L’élargissement de la rue du Penlois avec d’importants travaux pour diriger les eaux avec un goudronnage jusqu’au terminal, en limite de Villié Morgon, jusqu’à la propriété Baritel à la Cote et la propriété Chavanne à la Combe avec une restauration sur le chemin des Marrans au Petit Rochot.

Achat d’un grand terrain aux Raisses et création d’un grand bac de dessablage pour maintenir la bonne régulation des eaux des rivières : la Presle et le Buyat.

Etude puis achat d’un grand terrain aux Allumeaux pour créer le lagunage et abandonner l’ancienne station d’épuration. L’étude et le projet furent établis sur plusieurs années pour effectuer des travaux hydrauliques sur une grande partie des vignes de la commune, enrochements de nombreux fossés afin de bien diriger les eaux pluviales, avec création de plusieurs mini-bassins de rétention et dessablage pour réguler le débit en périodes orageuses et pouvoir retenir le sable plus facilement récupérable.

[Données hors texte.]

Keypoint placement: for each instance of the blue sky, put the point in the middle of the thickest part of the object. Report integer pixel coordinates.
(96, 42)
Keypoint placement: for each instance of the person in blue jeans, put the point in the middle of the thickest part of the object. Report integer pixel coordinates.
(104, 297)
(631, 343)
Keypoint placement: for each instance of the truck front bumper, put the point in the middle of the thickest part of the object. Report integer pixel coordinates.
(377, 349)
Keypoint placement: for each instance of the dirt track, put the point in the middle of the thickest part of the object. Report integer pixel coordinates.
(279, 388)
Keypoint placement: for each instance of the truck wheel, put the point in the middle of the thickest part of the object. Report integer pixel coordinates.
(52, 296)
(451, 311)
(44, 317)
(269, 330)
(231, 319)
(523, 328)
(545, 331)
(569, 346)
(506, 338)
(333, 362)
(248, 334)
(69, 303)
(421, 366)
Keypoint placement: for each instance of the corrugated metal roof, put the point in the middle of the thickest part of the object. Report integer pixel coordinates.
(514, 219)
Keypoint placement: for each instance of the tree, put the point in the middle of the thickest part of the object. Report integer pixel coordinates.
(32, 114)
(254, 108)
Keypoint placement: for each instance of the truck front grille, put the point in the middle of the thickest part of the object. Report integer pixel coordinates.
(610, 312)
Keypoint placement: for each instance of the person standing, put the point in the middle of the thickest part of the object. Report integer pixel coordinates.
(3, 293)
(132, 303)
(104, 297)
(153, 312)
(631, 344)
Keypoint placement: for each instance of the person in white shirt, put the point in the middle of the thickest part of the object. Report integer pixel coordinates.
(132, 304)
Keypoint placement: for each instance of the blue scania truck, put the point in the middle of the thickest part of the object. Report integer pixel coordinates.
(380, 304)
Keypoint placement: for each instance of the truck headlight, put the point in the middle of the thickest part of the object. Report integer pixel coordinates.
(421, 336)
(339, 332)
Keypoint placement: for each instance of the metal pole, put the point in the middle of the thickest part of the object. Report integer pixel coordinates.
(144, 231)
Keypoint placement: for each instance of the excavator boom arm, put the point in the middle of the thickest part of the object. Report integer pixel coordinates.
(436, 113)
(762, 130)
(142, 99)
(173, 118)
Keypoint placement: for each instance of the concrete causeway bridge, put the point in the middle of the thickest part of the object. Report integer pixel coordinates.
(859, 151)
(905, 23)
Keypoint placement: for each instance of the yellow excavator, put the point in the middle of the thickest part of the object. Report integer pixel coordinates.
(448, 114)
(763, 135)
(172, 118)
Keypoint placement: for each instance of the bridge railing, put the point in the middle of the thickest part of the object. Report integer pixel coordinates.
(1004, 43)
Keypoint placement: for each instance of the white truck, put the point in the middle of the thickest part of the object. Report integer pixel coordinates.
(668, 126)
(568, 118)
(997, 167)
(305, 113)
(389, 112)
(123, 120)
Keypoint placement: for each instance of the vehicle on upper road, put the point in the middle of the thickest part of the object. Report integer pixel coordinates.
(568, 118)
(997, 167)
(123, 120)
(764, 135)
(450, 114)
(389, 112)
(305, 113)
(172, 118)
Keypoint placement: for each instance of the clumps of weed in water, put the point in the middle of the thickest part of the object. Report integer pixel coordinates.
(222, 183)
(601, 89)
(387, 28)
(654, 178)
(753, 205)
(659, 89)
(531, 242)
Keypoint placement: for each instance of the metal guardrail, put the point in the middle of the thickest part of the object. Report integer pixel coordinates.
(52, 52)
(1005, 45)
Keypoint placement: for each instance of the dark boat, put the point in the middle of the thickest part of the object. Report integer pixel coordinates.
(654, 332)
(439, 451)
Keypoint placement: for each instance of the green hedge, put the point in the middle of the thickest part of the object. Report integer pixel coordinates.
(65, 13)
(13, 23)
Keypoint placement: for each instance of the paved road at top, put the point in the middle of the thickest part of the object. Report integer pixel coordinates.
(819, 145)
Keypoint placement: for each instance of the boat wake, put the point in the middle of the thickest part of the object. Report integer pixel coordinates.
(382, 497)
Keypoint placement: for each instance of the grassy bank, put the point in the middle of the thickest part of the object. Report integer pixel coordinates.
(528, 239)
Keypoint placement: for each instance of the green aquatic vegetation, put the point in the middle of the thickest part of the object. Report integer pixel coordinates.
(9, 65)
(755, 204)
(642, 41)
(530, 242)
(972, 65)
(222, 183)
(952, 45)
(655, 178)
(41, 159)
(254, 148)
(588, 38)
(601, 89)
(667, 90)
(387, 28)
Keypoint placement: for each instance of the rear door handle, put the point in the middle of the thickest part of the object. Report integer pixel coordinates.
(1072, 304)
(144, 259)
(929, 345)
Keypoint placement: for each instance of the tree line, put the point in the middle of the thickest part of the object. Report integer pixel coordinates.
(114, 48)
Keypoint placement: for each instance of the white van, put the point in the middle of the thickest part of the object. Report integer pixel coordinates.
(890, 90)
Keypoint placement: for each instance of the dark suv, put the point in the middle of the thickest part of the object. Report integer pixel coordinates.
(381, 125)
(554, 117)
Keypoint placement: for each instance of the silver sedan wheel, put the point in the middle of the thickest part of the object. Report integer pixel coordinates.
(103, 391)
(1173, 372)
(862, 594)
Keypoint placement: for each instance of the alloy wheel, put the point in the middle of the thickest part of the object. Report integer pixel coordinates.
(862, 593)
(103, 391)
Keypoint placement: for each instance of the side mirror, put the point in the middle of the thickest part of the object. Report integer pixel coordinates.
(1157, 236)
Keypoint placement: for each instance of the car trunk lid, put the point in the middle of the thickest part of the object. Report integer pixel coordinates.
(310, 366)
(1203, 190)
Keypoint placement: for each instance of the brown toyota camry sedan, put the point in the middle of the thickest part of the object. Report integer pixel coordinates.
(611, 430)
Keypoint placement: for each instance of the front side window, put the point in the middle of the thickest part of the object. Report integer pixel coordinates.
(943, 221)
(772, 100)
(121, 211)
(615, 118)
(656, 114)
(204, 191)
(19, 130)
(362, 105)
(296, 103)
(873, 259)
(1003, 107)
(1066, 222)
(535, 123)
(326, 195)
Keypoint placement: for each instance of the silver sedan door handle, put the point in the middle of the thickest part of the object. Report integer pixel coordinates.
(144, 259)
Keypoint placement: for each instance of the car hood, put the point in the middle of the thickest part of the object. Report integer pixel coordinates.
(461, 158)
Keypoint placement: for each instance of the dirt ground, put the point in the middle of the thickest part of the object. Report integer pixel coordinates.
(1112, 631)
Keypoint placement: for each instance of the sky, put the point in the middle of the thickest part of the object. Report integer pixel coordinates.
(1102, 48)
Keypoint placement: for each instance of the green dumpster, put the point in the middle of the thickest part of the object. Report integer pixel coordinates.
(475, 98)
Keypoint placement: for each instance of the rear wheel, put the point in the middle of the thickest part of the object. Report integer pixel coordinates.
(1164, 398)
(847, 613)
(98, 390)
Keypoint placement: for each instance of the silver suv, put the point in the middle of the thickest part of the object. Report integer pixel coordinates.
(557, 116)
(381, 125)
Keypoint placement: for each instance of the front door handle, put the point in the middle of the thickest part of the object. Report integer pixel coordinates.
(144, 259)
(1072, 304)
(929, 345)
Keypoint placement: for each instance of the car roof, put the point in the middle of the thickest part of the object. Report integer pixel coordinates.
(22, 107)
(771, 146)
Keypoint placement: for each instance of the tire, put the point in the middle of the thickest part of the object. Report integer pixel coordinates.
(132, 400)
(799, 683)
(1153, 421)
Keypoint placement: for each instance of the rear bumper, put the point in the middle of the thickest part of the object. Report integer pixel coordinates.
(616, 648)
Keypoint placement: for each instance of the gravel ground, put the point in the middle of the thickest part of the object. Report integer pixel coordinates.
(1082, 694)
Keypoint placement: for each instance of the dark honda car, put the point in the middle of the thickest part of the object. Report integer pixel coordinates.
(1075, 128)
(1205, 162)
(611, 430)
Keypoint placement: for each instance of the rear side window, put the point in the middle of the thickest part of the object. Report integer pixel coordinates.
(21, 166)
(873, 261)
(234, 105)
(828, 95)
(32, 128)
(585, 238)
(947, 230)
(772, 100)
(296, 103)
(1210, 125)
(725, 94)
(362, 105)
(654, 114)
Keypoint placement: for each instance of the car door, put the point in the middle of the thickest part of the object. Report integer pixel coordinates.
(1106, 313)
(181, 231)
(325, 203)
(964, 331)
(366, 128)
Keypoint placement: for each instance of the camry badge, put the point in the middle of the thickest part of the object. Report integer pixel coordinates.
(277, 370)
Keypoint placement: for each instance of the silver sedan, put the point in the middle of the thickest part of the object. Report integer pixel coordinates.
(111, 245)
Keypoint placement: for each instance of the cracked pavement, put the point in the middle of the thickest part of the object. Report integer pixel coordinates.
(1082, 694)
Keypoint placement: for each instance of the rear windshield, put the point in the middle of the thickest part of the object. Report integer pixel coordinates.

Dans les années 1992-1994, une loi d’aménagement et de développement du territoire vit le jour. Des subventions étaient proposées aux communes présentant un projet convenable et réalisable en 5 ans. Le conseil a voté pour en présenter un : c’est un gros travail effectué par la secrétaire de mairie et les bonnes relations avec la DDE (Département) qui nous a permis d’obtenir une subvention de 10 millions de francs (subventionnable à 35% sur 5 ans)… seules 6 communes avaient été retenues dans le département ! Lancié étant considérée comme commune riche en raison des taxes perçues du Savour Club et d’une autre entreprise, FM Télex, nous n’étions plus subventionnés par le Département.

Entre 1992 et 1996, ce sera le projet, l’étude puis la mise en place de l’intercommunalité sur le canton : 11 communes sur 13 ont accepté de la créer.

En 1995, c’est la fin de mandat de Marcel Pariaud. Colette Cottet, 1ère adjointe de Marcel, deviendra maire de 1995 à 2008. Puis son adjoint, Jacky Menichon, prendra la suite.